Go deeper: The Non-Human Majority

Frequently asked questions

What is the difference between an enterprise browser and a browser extension?

An enterprise browser is a dedicated managed application, usually Chromium-based, with security policy compiled into the binary, giving deep control over sessions and data but requiring users to switch browsers. A security extension adds policy and telemetry to the browser employees already use, deploying faster with no workflow change, but is bounded by extension APIs and can be disabled.

Why do companies need browser security if they have endpoint and network security?

Endpoint and network tools see a process and encrypted traffic to a SaaS domain, but not what happens inside the authenticated session where roughly 85% of work now occurs. Logins, pastes, uploads, extension behavior, and session token use are all invisible to them. The browser is the only vantage point that observes activity after login, inside the rendered page.

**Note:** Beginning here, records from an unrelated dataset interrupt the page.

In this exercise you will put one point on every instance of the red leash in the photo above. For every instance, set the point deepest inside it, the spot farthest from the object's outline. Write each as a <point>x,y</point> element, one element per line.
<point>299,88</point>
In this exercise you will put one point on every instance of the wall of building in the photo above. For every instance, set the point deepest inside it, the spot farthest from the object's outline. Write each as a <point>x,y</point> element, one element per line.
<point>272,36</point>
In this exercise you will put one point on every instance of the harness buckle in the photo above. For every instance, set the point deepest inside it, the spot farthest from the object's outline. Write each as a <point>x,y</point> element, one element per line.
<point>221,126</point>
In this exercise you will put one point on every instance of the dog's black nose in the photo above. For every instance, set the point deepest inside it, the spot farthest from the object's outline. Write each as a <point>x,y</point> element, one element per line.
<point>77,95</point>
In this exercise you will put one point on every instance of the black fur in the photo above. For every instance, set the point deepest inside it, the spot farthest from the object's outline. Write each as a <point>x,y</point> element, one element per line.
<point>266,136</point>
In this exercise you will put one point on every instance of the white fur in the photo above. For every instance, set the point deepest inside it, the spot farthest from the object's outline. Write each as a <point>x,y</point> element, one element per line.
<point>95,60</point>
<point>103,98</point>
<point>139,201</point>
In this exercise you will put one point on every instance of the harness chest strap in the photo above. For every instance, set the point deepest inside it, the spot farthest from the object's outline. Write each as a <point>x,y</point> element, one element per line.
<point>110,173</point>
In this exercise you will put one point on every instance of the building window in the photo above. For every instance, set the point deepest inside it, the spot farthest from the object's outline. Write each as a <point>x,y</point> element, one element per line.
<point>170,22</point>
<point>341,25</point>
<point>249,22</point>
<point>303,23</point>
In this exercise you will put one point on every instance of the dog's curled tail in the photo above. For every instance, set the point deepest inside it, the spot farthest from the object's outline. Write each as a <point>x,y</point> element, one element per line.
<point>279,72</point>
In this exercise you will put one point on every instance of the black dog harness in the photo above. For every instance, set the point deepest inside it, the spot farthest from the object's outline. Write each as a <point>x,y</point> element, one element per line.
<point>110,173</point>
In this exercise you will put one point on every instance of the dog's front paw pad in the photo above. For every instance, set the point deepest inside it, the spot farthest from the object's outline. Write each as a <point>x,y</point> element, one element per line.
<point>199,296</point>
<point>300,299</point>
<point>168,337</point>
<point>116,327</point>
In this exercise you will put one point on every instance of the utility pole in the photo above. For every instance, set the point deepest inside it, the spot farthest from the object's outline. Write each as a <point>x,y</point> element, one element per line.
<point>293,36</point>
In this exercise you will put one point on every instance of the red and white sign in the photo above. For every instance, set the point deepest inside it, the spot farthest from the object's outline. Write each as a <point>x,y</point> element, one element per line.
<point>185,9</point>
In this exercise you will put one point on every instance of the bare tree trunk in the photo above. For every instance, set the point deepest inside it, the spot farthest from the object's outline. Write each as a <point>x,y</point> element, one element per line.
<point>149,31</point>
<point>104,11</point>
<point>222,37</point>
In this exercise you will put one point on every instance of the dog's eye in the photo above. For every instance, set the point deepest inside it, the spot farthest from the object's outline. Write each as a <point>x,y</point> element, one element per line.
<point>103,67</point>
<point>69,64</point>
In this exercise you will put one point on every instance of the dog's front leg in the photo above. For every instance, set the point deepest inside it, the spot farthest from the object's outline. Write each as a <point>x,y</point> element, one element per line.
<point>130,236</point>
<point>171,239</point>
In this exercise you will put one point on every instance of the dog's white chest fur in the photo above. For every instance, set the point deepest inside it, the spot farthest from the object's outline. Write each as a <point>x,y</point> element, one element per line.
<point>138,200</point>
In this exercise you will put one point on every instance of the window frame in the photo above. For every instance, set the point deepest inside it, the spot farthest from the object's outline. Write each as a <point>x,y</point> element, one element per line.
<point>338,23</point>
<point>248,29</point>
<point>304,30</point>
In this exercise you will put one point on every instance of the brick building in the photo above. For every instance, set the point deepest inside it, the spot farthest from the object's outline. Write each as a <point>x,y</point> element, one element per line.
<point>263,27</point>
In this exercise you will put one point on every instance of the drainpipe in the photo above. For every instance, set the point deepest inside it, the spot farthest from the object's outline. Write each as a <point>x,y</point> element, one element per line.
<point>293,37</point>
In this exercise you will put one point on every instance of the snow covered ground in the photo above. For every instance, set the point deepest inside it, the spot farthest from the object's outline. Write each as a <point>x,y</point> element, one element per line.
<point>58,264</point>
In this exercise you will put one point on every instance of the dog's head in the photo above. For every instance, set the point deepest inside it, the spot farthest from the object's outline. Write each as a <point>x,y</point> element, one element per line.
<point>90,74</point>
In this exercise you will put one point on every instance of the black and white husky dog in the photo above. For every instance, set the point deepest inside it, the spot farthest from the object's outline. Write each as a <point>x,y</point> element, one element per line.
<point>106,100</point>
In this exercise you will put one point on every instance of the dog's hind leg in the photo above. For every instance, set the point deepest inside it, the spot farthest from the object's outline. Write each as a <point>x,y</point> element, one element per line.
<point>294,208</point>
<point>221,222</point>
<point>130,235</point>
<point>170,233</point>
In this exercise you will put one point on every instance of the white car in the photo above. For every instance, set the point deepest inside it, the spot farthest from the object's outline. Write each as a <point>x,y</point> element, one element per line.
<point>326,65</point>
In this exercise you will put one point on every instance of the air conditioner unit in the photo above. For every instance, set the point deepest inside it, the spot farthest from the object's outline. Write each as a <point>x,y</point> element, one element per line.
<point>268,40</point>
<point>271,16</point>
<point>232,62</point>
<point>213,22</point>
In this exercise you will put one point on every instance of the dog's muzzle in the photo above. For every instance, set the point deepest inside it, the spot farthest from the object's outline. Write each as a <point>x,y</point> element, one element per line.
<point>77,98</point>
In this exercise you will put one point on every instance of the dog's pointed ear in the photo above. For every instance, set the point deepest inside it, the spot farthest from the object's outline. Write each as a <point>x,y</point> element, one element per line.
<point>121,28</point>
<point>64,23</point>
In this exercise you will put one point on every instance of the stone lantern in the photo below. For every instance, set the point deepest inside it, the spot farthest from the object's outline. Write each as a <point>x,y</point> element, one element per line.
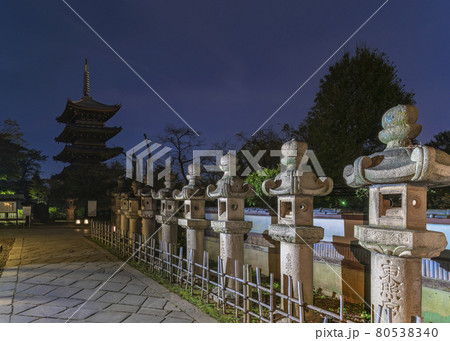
<point>117,202</point>
<point>133,207</point>
<point>397,236</point>
<point>124,207</point>
<point>295,190</point>
<point>194,196</point>
<point>147,212</point>
<point>231,192</point>
<point>169,207</point>
<point>70,210</point>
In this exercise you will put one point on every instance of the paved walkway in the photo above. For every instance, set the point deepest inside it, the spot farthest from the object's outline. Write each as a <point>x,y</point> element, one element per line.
<point>51,272</point>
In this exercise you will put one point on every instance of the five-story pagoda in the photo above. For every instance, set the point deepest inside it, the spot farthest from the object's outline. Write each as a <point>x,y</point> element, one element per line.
<point>86,177</point>
<point>85,134</point>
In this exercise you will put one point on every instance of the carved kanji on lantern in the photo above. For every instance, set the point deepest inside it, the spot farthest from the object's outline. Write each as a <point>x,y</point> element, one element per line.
<point>397,235</point>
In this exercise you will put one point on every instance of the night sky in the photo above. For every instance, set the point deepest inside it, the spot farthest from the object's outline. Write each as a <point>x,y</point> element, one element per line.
<point>225,66</point>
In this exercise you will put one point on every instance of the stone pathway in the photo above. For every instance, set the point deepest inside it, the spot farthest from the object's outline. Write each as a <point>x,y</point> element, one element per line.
<point>51,272</point>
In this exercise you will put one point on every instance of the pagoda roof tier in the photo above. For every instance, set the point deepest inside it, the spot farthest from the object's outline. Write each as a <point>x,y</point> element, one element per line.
<point>87,110</point>
<point>85,132</point>
<point>80,153</point>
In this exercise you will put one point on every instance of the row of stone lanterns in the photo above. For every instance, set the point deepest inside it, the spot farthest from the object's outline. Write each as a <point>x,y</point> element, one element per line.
<point>396,235</point>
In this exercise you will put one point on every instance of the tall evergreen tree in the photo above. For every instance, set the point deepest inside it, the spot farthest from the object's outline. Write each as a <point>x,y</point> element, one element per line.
<point>345,120</point>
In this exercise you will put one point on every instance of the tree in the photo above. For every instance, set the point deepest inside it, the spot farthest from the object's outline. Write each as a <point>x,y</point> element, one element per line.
<point>182,141</point>
<point>441,141</point>
<point>18,163</point>
<point>38,189</point>
<point>265,139</point>
<point>345,120</point>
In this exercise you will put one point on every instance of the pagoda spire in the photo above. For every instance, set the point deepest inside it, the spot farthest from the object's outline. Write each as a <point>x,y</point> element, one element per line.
<point>86,80</point>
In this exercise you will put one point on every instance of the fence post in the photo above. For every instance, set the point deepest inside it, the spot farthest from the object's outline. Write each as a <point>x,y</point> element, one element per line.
<point>378,314</point>
<point>192,270</point>
<point>258,287</point>
<point>341,308</point>
<point>169,261</point>
<point>236,288</point>
<point>244,294</point>
<point>301,302</point>
<point>249,271</point>
<point>289,299</point>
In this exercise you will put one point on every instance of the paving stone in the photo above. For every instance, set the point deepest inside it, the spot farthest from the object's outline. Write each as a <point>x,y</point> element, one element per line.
<point>49,320</point>
<point>153,302</point>
<point>179,314</point>
<point>9,279</point>
<point>120,279</point>
<point>111,297</point>
<point>58,272</point>
<point>64,292</point>
<point>20,307</point>
<point>23,286</point>
<point>85,294</point>
<point>77,275</point>
<point>99,276</point>
<point>7,286</point>
<point>80,314</point>
<point>171,306</point>
<point>66,302</point>
<point>9,272</point>
<point>133,289</point>
<point>111,286</point>
<point>6,300</point>
<point>19,298</point>
<point>151,292</point>
<point>39,290</point>
<point>86,284</point>
<point>7,293</point>
<point>151,311</point>
<point>43,311</point>
<point>135,300</point>
<point>122,307</point>
<point>63,281</point>
<point>5,309</point>
<point>175,320</point>
<point>137,318</point>
<point>94,305</point>
<point>108,317</point>
<point>44,279</point>
<point>22,319</point>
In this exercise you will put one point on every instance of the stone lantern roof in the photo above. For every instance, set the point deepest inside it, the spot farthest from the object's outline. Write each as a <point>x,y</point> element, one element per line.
<point>230,185</point>
<point>194,190</point>
<point>293,182</point>
<point>401,161</point>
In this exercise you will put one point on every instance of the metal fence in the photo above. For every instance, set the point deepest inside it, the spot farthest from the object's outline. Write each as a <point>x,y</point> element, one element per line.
<point>430,268</point>
<point>251,298</point>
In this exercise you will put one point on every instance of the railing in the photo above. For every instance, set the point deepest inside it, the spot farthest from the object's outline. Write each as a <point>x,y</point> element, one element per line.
<point>246,295</point>
<point>250,298</point>
<point>430,268</point>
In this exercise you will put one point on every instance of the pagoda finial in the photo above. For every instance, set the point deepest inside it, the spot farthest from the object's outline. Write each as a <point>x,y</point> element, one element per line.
<point>86,80</point>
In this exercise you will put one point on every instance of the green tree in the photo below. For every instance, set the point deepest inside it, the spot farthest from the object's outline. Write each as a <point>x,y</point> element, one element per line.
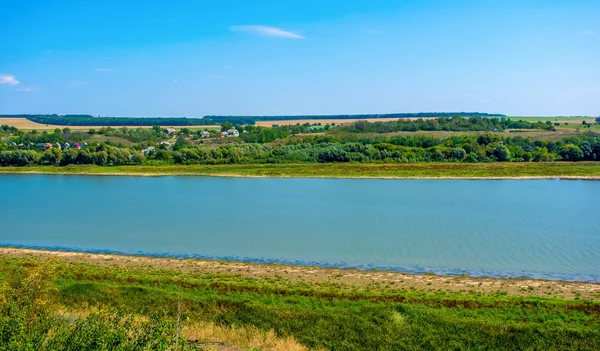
<point>226,126</point>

Are browser extensions a security risk?

They can be. LayerX's 2025 report found 99% of enterprise users have at least one extension and 53% run extensions with high or critical permissions, such as reading cookies or page content. A malicious or compromised extension can harvest credentials and session tokens silently, and nothing in the network path or endpoint agent observes what it reads.

How does browser security help against phishing that bypasses MFA?

Adversary-in-the-middle kits steal the session token issued after login, so MFA never triggers again for the attacker. In-browser controls can see the phishing page render, detect credential entry on lookalike domains, and watch session tokens being created and used. Tying each session back to a specific identity lets a stolen token surface as an anomaly rather than a valid login.